At his overproduced, obviously staged health care town hall meeting today in Portsmouth, N.H., President Barack Obama promised a little girl, concerned about the “mean” signs wielded by Nazi-sympathizing septuagenarians protesting government-run health care outside the building, that his plan will not “pull the plug on grandma.”
Hear the audio HERE.
During his answer, Obama mocked the terminology used by former Alaska Gov. Sarah Palin to describe government intervention in end of life care, saying that he doesn’t support a “death panel,” and saying that nobody should worry that end-of-life care decisions would be made by the government “because we decided that it’s too expensive to let [them] live anymore.”
Whew. That’s good to know. Because, back in June, I could have sworn that I heard the president say something completely different about the prospect of government control in end-of-life care.
If you recall, that was the White House health care infomercial so graciously broadcast by the impartial and objective journalists at ABC News.

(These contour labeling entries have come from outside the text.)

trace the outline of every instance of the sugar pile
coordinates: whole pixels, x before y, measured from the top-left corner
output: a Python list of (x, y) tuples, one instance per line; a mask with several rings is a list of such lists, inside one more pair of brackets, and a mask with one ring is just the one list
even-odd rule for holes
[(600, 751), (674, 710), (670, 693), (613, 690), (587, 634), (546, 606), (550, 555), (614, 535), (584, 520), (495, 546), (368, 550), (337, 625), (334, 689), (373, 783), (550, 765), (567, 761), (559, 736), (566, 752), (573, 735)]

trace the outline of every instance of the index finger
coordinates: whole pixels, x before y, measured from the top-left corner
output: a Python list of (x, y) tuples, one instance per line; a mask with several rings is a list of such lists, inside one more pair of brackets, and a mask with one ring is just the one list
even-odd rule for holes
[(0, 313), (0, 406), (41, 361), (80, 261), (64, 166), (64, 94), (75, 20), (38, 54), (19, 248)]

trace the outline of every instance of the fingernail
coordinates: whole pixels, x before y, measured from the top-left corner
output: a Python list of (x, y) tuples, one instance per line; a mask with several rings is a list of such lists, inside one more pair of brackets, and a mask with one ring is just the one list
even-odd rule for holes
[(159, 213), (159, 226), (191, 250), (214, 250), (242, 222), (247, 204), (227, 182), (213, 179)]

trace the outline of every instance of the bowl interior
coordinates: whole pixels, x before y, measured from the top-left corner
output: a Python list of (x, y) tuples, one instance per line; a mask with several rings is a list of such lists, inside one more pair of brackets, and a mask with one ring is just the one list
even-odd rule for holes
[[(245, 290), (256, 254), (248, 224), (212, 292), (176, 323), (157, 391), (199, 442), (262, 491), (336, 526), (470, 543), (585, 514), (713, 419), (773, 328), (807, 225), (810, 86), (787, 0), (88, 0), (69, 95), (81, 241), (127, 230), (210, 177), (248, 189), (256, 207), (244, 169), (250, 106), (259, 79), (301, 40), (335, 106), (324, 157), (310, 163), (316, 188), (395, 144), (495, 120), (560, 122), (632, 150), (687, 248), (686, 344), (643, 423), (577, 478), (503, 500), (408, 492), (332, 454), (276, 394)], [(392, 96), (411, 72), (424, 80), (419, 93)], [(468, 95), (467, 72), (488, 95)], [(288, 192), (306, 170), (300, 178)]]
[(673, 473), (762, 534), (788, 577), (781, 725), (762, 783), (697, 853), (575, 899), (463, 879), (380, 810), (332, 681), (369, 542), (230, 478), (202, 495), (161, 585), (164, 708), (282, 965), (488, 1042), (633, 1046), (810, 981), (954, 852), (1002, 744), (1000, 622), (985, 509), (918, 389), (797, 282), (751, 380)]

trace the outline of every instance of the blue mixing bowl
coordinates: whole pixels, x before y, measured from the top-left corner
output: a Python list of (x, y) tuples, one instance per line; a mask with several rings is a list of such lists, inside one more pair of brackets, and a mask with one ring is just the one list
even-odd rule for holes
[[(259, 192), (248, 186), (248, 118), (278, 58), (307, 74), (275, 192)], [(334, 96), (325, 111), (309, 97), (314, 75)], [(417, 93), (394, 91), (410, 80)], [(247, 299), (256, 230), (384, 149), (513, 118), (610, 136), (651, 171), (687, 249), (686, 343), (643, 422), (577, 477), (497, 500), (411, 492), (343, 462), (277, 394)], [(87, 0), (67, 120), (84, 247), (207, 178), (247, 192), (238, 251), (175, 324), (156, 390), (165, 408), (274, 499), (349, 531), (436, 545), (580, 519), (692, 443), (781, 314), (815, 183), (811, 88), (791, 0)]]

And then, of course, there were his comments back in April during which he questioned the economic sustainability of a health care system which allows for expensive medical procedures or those Americans already nearing death. From an April 29, 2009 Bloomberg report:
President Barack Obama said his grandmother’s hip-replacement surgery during the final weeks of her life made him wonder whether expensive procedures for the terminally ill reflect a “sustainable model” for health care.
The president’s grandmother, Madelyn Dunham, had a hip replaced after she was diagnosed with cancer, Obama said in an interview with the New York Times magazine that was published today. Dunham, who lived in Honolulu, died at the age of 86 on Nov. 2, 2008, two days before her grandson’s election victory.
“I don’t know how much that hip replacement cost,” Obama said in the interview. “I would have paid out of pocket for that hip replacement just because she’s my grandmother.”
Obama said “you just get into some very difficult moral issues” when considering whether “to give my grandmother, or everybody else’s aging grandparents or parents, a hip replacement when they’re terminally ill.
“That’s where I think you just get into some very difficult moral issues,” he said in the April 14 interview. “The chronically ill and those toward the end of their lives are accounting for potentially 80 percent of the total health- care bill out here.”
While I’m certain that the little girl from Massachusetts thanked the president for answering her question, perhaps little Julia, in the waning days of her summer, should have thanked him as well for clarifying his position on end-of-life care (even if she did ask about something completely different). Julia and the rest of us can now rest assured that the government absolutely, positively will not remove grandma from life support because of fiscal concerns — they’ll just deny grandma treatment that could extend her life in an attempt to stem government “waste.”
Given what the president said today and back in June, I am increasingly experiencing difficulty distinguishing the health care reform measures advocated by the president and the Democrats from the Cash For Clunkers program touted as such a success by the same people. Both interfere with the free market. Both would take serviceable, working entities–in one case, a person, while in the other case, a vehicle–and either significantly shorten its life span, or snuff it out altogether. Both would do so in a half-hearted attempt to foster the increased effectiveness that a younger fleet would purportedly bring to America, as well as the cost savings associated with preventing the need for bearing increased costs associated with those entities–cars, humans–as they advance in age.
Unfortunately, the two programs bear another similarity — they don’t apply to Congress. Just as our elected officials on Capitol Hill will not subject themselves to the public option for health care, they refuse to voluntarily turn themselves in at the electoral dealership for newer, younger, more efficient models, despite being in desperate need of oil changes, tune-ups, new tires and an abundance of bodywork.